Fourteen prompts were used to generate "Yes" or "No" answers. Statistical analysis involved calculating sensitivity, specificity, and accuracy, with the Matthews correlation coefficient (MCC) as the primary evaluation metric. Cost analysis and comparison across demographic groups were also performed.
Study results
In the validation set, note lengths varied from 8 to 7097 words, with 75.1% containing 500 words or fewer and 92% containing 1500 words or fewer. In the test set, clinical notes for 26% of patients exceeded GPT-4's 128k token context window limit. A chunk size of 1000 tokens outperformed 500 in 10 of 13 criteria. Consistency analysis on the validation dataset showed percentages ranging from 99.16% to 100%, with a standard deviation of accuracy between 0% and 0.86%, indicating minimal variation and high consistency.
In the test set, both COPILOT-HF study staff and RECTIFIER demonstrated high sensitivity and specificity across the 13 target criteria. Sensitivity for individual questions ranged from 66.7% to 100% for the study staff and 75% to 100% for RECTIFIER. Specificity ranged from 82.1% to 100% for the study staff and 92.1% to 100% for RECTIFIER. Positive predictive value ranged from 50% to 100% for the study staff and 75% to 100% for RECTIFIER. The answers of both closely aligned with expert clinicians' answers, with accuracy between 91.7% and 100% (MCC, 0.644 to 1) for the study staff and 97.9% and 100% (MCC, 0.837 to 1) for RECTIFIER. RECTIFIER performed better for the inclusion criterion of "symptomatic heart failure," with an accuracy of 97.9% versus 91.7% and an MCC of 0.924 versus 0.721.

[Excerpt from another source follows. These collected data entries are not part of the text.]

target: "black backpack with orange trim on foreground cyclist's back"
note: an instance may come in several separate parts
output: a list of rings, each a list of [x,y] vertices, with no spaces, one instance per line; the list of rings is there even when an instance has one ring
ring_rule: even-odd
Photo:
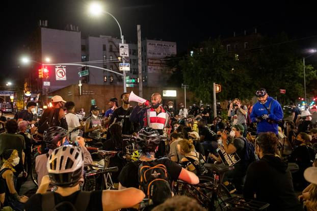
[[[145,193],[145,198],[152,200],[154,205],[161,204],[172,197],[166,166],[156,164],[156,161],[142,161],[138,171],[139,189]]]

Overall, the sensitivity and specificity for determining eligibility were 90.1% and 83.6% for the study staff and 92.3% and 93.9% for RECTIFIER. When inclusion and exclusion questions were combined into two prompts or when GPT-3.5 was used instead of GPT-4 with the same RAG architecture, sensitivity and specificity decreased. Using GPT-4 without RAG for 35 patients, where 15 were misclassified by RECTIFIER for the symptomatic heart failure criterion, slightly improved accuracy from 57.1% to 62.9%. No statistically significant bias in performance across race, ethnicity, and gender was found.
The cost per patient with RECTIFIER was 11 cents using the individual-question approach and 2 cents using the combined-question approach. Due to the increased character inputs required, using GPT-4 and GPT-3.5 without RAG resulted in higher costs of $15.88 and $1.59 per patient, respectively.
Conclusions,
To summarize, RECTIFIER demonstrated high accuracy in screening patients for clinical trials, outperforming traditional study staff methods in certain aspects and costing only 11 cents per patient. In contrast, traditional screening methods for a phase 3 trial can cost approximately $34.75 per patient. These findings suggest significant potential improvements in the efficiency of patient recruitment for clinical trials. However, the automation of screening processes raises concerns about potential hazards, such as missing nuanced patient contexts and operational risks, necessitating careful implementation to balance benefits and risks.